A. The best part of my job was contributing my expertise to team efforts towards understanding and sharing the science behind the work we did. I've met and worked with people from around the world. The work of which I am most proud would be the development of Mandala, a database system supporting four major realms of data acquisition and management for systematics and biodiversity studies: specimens, literature, taxonomic names, and illustrations. In 1995, when I began development, nothing else like it existed. Its design was open and modifiable and supported by the robust commercial engine, FileMaker Pro, which ran on both Macintosh and Windows platforms. Not being a "real" computer programmer, all this was important to me, as well as the availability of a supportive community of database developers. As for subject matter, Mike Irwin assembled a team that would evolve over the next 10+ years, including F. Christian Thompson, the guru of Diptera taxonomic names and expert in the intricacies of the International Code of Zoological Nomenclature. Mandala was eventually adapted for use in a large scale arthropod trapping study in Fiji (tracking batches of specimens and loans to specialists for further identification) and the Diptera Tree of Life.

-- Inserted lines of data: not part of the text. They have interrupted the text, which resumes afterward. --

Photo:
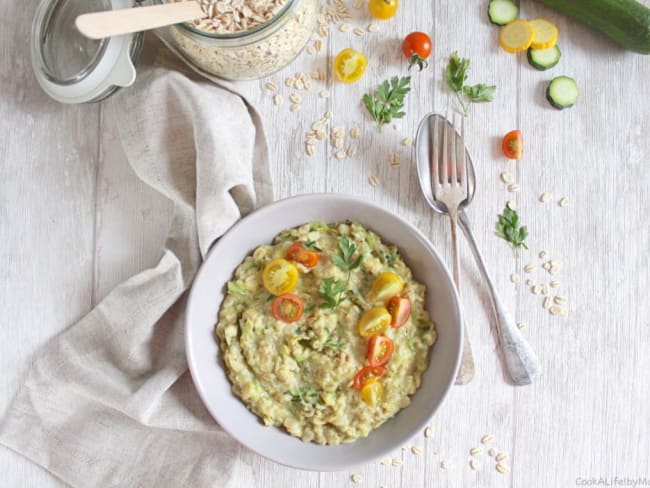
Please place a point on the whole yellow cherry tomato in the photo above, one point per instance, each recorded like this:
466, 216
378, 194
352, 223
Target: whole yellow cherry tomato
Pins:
350, 65
372, 392
382, 9
386, 286
280, 277
374, 321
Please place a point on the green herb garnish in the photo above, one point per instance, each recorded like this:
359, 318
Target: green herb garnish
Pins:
333, 292
237, 289
509, 228
345, 260
456, 74
307, 397
387, 102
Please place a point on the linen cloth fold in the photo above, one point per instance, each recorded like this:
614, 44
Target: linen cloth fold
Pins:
109, 402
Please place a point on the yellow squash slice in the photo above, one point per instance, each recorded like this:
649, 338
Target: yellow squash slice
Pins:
545, 34
516, 36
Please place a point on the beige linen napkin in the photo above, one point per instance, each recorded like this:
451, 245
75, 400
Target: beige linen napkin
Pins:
109, 402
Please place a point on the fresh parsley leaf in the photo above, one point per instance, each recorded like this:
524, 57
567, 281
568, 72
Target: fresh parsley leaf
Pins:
237, 289
311, 246
387, 101
345, 260
456, 72
305, 396
510, 230
332, 291
456, 75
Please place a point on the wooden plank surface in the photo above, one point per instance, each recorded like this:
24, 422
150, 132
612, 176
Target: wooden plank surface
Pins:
75, 221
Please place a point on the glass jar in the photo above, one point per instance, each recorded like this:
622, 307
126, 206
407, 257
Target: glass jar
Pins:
73, 69
247, 54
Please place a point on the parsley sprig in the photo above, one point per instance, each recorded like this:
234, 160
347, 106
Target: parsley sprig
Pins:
305, 396
456, 74
387, 102
509, 228
334, 291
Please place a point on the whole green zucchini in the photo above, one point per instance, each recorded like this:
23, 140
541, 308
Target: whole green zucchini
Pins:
626, 22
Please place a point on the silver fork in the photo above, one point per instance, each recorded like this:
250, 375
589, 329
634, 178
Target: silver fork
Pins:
450, 187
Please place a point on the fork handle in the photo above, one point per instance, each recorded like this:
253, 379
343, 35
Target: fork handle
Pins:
466, 369
520, 359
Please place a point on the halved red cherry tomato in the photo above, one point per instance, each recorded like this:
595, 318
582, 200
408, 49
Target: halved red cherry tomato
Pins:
380, 349
299, 254
417, 48
287, 308
513, 145
366, 374
400, 311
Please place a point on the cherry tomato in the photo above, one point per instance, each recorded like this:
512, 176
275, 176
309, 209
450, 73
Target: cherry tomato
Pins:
380, 349
366, 374
301, 255
287, 308
513, 145
372, 392
382, 9
417, 48
280, 277
374, 321
386, 285
400, 311
350, 65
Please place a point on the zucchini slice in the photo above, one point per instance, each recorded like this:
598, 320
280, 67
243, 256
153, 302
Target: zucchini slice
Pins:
543, 59
562, 92
500, 12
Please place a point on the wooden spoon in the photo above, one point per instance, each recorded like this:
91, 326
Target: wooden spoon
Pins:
98, 25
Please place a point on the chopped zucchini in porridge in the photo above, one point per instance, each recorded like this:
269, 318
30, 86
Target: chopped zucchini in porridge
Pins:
324, 333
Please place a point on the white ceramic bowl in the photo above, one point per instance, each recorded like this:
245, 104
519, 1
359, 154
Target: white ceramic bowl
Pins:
207, 368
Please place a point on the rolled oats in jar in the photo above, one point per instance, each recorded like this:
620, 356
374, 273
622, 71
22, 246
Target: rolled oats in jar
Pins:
245, 39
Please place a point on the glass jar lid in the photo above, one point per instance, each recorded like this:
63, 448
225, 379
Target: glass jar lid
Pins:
72, 68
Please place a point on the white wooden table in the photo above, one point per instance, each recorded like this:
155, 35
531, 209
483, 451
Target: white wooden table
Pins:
75, 221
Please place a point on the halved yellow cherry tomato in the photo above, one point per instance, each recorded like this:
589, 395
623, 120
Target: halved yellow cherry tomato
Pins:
350, 65
382, 9
372, 392
280, 277
374, 321
287, 308
386, 286
400, 310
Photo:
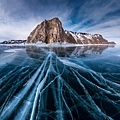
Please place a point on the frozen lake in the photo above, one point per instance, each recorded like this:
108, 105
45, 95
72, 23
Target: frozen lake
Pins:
60, 83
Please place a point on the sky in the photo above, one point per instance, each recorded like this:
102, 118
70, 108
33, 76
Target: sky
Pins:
19, 17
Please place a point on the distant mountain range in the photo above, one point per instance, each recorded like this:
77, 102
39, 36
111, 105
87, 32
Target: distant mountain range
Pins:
50, 31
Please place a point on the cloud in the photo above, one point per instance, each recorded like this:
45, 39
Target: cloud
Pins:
18, 19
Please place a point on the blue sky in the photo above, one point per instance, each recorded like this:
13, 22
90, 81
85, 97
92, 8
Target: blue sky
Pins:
19, 17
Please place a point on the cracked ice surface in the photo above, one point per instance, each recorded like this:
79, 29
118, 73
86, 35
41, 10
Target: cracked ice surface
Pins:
60, 84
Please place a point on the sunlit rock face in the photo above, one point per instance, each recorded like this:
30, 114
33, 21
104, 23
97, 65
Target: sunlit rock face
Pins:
50, 31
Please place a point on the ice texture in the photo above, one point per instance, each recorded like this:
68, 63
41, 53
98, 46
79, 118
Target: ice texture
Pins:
78, 84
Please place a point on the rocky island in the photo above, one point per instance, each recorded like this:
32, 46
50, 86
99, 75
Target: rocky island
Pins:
50, 31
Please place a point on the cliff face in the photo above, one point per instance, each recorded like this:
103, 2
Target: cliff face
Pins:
50, 31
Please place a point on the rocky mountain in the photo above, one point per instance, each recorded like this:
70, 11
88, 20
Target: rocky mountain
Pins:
13, 42
50, 31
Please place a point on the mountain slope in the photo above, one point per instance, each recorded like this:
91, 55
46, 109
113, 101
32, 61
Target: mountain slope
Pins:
50, 31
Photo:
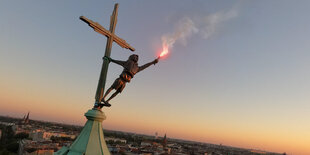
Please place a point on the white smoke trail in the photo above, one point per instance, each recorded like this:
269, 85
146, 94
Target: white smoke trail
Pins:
206, 26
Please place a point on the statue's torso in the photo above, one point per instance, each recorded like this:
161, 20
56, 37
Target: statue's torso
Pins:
130, 69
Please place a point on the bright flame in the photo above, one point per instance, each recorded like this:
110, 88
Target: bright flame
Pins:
165, 51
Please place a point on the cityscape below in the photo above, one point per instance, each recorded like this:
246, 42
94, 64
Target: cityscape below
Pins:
32, 137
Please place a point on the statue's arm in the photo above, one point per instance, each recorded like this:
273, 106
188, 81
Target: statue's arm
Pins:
122, 63
148, 65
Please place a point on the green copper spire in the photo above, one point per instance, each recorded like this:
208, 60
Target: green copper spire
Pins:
91, 139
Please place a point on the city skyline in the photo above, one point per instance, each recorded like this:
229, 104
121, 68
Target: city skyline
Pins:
239, 76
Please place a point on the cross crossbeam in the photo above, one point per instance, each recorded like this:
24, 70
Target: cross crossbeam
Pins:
111, 38
98, 28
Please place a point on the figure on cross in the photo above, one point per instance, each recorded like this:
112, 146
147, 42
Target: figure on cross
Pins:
130, 69
130, 66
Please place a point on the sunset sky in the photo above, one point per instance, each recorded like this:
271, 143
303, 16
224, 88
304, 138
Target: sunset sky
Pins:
238, 74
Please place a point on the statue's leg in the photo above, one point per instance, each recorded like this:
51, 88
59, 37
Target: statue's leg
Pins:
113, 95
106, 93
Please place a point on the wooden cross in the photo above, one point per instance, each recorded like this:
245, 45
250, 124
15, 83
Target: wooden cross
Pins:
111, 37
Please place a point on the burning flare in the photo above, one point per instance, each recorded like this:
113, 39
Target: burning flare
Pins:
165, 51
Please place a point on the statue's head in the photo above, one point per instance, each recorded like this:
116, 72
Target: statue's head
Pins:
134, 57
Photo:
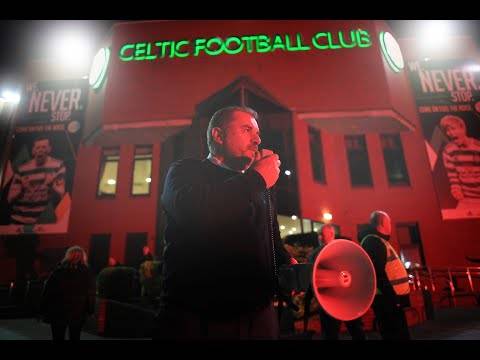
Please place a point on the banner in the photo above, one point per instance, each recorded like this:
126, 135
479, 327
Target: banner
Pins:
448, 103
38, 176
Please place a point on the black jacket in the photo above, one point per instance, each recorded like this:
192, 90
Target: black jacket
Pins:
218, 257
377, 251
68, 294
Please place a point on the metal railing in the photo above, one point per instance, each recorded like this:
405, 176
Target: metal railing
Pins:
448, 283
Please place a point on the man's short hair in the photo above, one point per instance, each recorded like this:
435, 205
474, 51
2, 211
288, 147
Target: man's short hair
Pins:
220, 119
376, 217
323, 226
451, 119
40, 138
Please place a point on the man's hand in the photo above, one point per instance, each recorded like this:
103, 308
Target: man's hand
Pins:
293, 261
267, 164
456, 191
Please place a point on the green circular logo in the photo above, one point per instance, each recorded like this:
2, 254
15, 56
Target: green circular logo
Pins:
391, 51
99, 68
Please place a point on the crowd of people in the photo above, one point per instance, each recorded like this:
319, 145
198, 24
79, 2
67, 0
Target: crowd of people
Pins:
223, 250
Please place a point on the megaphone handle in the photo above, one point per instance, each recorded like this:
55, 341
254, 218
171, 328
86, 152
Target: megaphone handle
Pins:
306, 313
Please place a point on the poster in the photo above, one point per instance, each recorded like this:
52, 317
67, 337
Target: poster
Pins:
447, 96
38, 176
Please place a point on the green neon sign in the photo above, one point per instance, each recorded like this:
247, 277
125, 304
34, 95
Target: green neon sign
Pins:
234, 45
391, 51
99, 68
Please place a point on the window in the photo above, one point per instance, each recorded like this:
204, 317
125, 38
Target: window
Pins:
142, 170
358, 163
134, 249
411, 250
99, 250
107, 185
316, 155
289, 225
394, 159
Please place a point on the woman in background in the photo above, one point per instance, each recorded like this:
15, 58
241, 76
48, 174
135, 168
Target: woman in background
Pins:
69, 295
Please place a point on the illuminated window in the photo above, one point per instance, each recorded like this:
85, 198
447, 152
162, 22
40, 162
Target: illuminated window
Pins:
358, 162
316, 155
394, 159
289, 226
107, 185
142, 170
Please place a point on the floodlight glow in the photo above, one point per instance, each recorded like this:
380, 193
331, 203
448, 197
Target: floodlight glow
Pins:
327, 216
99, 67
73, 50
391, 51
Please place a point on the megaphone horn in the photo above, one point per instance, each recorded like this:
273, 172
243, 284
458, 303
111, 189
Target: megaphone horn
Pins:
343, 280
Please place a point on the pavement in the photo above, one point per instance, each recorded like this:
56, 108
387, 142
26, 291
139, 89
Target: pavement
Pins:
449, 324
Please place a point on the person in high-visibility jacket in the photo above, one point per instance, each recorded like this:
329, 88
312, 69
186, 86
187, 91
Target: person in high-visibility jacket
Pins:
392, 278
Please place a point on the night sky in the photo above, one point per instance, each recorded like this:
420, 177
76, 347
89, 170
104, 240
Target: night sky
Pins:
22, 40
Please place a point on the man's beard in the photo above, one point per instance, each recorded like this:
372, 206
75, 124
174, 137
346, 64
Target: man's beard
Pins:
40, 160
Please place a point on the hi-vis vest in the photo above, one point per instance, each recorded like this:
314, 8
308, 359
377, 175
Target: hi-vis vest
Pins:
396, 273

As these projects were evolving I became increasingly involved in TDWG and was review manager on the Darwin Core standard, whose terms facilitate the sharing of information on biological diversity.
What advice would you give to other female scientists?
- Volunteer and become involved in your professional society and some form of outreach;
- meet people outside of your primary area of interest and from cultures different from your own;
- be flexible when possible, and open to opportunities to take a chance and stretch yourself;
- seek environments that are supportive and confidence building and attempt to provide that for others;
- get as much formal education as you need to pursue the type of career you think you want, but never stop learning and thinking;
- share your love, knowledge, and enthusiasm for your subject with others and encourage them in turn;
- listen and ask questions: it's likely others are just as confused or curious as you but afraid to ask;
- you don't have to be employed as a scientist to think/act like one; science is portable and shareable.